Objective
Build a legal document assistant that retrieves and returns EXACT copies of EU legal document templates without any modifications or alterations. When a user requests a specific document by ID, the system should return the precise template with original formatting preserved.
Current Setup
Files in Vector Store
- breach_report_829.md
- breach_report_probation_947.md
- certificate_custodial_sentence_909.md
- certificate_probation_measures_947.md
- certificate_supervision_829.md
- notification_sentenced_person_909.md
Example of a document format:
# [EU-DOC-829] Certificate: Supervision Measures
Type: Certificate
Framework: 2009/829/JHA
Purpose: Recognition of supervision measures
*Referred to in Article 10 of Council Framework Decision 2009/829/JHA on the application, between Member States of the European Union, of the principle of mutual recognition to decisions on supervision measures as an alternative to provisional detention.*
## (a) Issuing State
- **Issuing State:**
- **Executing State:**
## (b) Authority which issued the decision on supervision measures
- **Official Name:**
- **Additional Information Source:**
- [ ] The authority specified above
- [ ] Central authority:
- [ ] Other competent authority:
### Contact Details
- **Address:**
- **Telephone:**
- **Fax:**
- **Person to Contact:**
- **Surname:**
- **Forename(s):**
- **Position:**
- **E-mail:**
- **Languages for Communication:**
## (c) Authority for additional information
- [ ] The authority referred to in (b)
- [ ] Other authority:
### Contact Details
- **Address:**
- **Telephone:**
- **Fax:**
- **Person to Contact:**
- **Surname:**
- **Forename(s):**
- **Position:**
- **E-mail:**
- **Languages for Communication:**
## (d) Information regarding the person
- **Surname:**
- **Forename(s):**
- **Maiden Name (if applicable):**
- **Aliases (if applicable):**
- **Sex:**
- **Nationality:**
- **Identity Number or Social Security Number (if any):**
- **Date of Birth:**
- **Place of Birth:**
- **Address(es):**
- **In the Issuing State:**
- **In the Executing State:**
- **Elsewhere:**
- **Languages Understood:**
- **Identity Document(s):**
- **Residence Permit in Executing State:**
## (e) Member State where supervision measures are forwarded
- **Reason for forwarding:**
- [ ] Lawful residence in the executing State
- [ ] Requested transfer due to:
## (f) Decision on supervision measures
- **Decision Issued On:**
- **Decision Became Enforceable On:**
- **Legal Remedy Pending:** [ ] Yes [ ] No
- **File Reference:**
- **Period of Provisional Detention:**
### Offences Covered
1. **Total Alleged Offences:**
2. **Summary of Facts & Circumstances:**
3. **Legal Classification & Statutory Provisions:**
### Offence Categories (Tick if relevant)

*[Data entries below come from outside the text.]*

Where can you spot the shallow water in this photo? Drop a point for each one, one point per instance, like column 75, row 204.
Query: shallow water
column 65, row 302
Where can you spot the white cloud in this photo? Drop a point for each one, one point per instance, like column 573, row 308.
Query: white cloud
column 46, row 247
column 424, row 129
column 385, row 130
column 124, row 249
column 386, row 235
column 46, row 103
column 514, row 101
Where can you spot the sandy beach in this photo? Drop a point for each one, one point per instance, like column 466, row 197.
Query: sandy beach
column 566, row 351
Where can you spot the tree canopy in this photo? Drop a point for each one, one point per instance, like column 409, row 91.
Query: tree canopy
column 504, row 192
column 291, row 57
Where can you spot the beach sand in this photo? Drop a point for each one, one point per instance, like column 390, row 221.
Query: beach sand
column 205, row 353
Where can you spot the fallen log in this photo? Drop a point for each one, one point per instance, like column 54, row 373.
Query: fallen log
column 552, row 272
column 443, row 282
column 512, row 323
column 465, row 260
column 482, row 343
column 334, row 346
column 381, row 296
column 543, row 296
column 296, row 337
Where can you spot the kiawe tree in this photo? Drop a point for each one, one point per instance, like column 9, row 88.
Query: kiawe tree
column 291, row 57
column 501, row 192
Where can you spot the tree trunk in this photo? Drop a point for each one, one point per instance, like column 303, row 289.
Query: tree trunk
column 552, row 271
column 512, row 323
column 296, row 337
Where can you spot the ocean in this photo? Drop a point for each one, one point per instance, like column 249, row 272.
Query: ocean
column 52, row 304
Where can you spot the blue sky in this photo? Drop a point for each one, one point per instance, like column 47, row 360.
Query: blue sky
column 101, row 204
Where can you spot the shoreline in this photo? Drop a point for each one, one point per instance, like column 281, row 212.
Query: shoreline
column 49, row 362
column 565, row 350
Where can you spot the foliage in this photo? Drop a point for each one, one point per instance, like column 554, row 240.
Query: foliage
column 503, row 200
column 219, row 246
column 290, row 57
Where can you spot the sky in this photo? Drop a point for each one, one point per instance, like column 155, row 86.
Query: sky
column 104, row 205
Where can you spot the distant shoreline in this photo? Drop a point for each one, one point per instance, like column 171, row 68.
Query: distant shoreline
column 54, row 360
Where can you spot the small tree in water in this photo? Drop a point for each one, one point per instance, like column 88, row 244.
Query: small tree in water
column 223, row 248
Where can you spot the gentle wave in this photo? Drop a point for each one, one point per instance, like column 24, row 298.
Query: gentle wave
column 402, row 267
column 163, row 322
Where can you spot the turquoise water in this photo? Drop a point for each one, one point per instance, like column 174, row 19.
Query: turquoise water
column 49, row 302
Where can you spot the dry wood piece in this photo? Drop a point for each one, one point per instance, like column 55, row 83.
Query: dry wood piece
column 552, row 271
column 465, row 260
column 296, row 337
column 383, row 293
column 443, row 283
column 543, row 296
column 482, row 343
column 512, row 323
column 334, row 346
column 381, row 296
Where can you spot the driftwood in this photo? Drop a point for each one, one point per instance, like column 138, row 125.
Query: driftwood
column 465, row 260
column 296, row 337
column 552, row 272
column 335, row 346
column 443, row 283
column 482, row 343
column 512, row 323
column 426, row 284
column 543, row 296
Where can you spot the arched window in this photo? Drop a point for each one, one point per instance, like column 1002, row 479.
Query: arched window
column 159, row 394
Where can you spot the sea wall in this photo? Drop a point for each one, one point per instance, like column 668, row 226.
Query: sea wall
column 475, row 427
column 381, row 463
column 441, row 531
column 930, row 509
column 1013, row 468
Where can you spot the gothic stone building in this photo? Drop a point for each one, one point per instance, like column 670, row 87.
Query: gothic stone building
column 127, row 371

- [ ] Participation in a criminal organisation
- [ ] Terrorism
- [ ] Fraud
- [ ] Other:
## (g) Supervision Measures
- **Duration:**
- **Possible Renewal:** [ ] Yes [ ] No
- **Nature of Measures:**
- [ ] Residence Reporting
- [ ] Restricted Areas
- [ ] Curfew Obligations
- [ ] Travel Limitations
- [ ] Other:
## (h) Other Relevant Information
- **Reasons for Measures:**
## (i) Signature
- **Name:** _______________ *(This field must remain blank for manual signing.)*
- **Position:**
- **Date:**
- **File Reference (if any):**
- **Official Stamp (if applicable):**
{
"model": "gpt-4o",
"temperature": 0.31,
"top_p": 0.85,
"tools": [{
"type": "file_search",
"file_search": {
"max_num_results": 19,
"ranking_options": {
"ranker": "default_2024_08_21",
"score_threshold": 0
}
}
}]
}
The Problem
When users request specific documents, the assistant:
- Sometimes returns a generated/modified version instead of the exact document
- Changes the formatting of sections
- Ignores the original document structure
- Creates new fields that don’t exist in the original template
Example of incorrect behavior: User: “I want document [EU-DOC-829]” Assistant returns a modified version with different sections and formatting instead of the exact template from the vector store.
What I’ve Tried
- Adjusted temperature (currently 0.31)
- Added strict formatting rules in the prompt
- Included document validation steps
- Set up file_search tool
Questions
- How can I force the assistant to retrieve and return EXACT documents without modification?
- What’s the optimal configuration for the vector store and file_search tool for exact matches?
- Should I restructure how documents are stored in the vector store?
- Are there better ways to handle document templates that I should consider?
- Would implementing Function Calling help with this use case?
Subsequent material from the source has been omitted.